The first part of the album (that we could almost name side 1) is made of fairly short tracks (three of them around the 2-min limit) surrounding two longer ones. None of those short tracks are of much interest (often sounding like new age interludes) and even the 7-mins Empreinte D' Uranus (your anus's footprint ;-) is rather tame and aimless, while Dialogue H2O (also plagued with the era's keyboards sounds) is rather unappealing until Delphine's Harp comes in the track. But the harp's appearance actually takes away any kind of rock influences until the "church organ" comes back, bringing along the bass and drums. While the second part of the track is better, unfortunately I fail to really catch on.

The second part of the album is the 24-minJardin Ethernels (Ethernal Gardens) and unfortunately does not bring much more than the previous tracks had. Actually I sense that there is a strong pretension that sorts of reduces the enormous amount of labour of love invested in such a project to a bit of futile and pompous new age mental masturbation, without ever reaching the orgasm. Between Rondo Veniziano, Rieu and Vollenweider.
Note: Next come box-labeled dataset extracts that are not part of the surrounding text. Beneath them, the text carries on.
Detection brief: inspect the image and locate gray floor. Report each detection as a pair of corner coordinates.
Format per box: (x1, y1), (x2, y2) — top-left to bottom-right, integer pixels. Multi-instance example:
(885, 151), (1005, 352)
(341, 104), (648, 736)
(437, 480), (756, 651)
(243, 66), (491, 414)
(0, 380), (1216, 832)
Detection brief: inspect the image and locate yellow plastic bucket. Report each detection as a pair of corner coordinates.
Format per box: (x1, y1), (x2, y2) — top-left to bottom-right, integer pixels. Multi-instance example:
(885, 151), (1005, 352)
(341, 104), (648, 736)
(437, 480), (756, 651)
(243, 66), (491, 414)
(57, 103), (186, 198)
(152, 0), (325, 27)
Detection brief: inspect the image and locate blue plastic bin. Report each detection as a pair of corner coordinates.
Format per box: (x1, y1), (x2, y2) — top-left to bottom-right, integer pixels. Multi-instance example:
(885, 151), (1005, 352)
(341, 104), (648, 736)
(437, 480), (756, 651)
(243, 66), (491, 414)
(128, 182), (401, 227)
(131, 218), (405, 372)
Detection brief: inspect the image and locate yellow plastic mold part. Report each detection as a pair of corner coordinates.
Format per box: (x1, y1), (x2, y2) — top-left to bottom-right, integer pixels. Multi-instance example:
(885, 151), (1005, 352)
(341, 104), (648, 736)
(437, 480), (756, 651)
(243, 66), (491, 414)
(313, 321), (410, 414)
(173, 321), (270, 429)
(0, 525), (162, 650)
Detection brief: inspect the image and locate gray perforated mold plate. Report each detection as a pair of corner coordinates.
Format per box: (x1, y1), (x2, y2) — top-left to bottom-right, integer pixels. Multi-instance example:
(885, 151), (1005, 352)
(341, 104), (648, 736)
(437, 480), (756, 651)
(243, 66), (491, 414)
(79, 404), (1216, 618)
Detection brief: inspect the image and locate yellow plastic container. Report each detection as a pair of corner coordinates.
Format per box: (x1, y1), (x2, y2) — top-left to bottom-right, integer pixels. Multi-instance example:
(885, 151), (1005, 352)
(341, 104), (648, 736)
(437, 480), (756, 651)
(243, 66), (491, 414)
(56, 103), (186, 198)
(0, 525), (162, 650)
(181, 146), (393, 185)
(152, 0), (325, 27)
A valiant try, close but no cigar, this is the type of second-rate album that does not really bring much to the prog realm: ultra-symphonic new-agey prog that actually gives dredit to prog detractors, feeding their arguments. Not as bad as I make it out to be, but pointless and filled with irritating early-90's twists that makes it sound so dated (drums sound not excepted either). Unless you really have time and money for this, better stay away. I can only picture those that discovered this album upon the time of release liking this album, most of the other progheads probably having thousands of better albums before finally scraping such bottom of the barrel.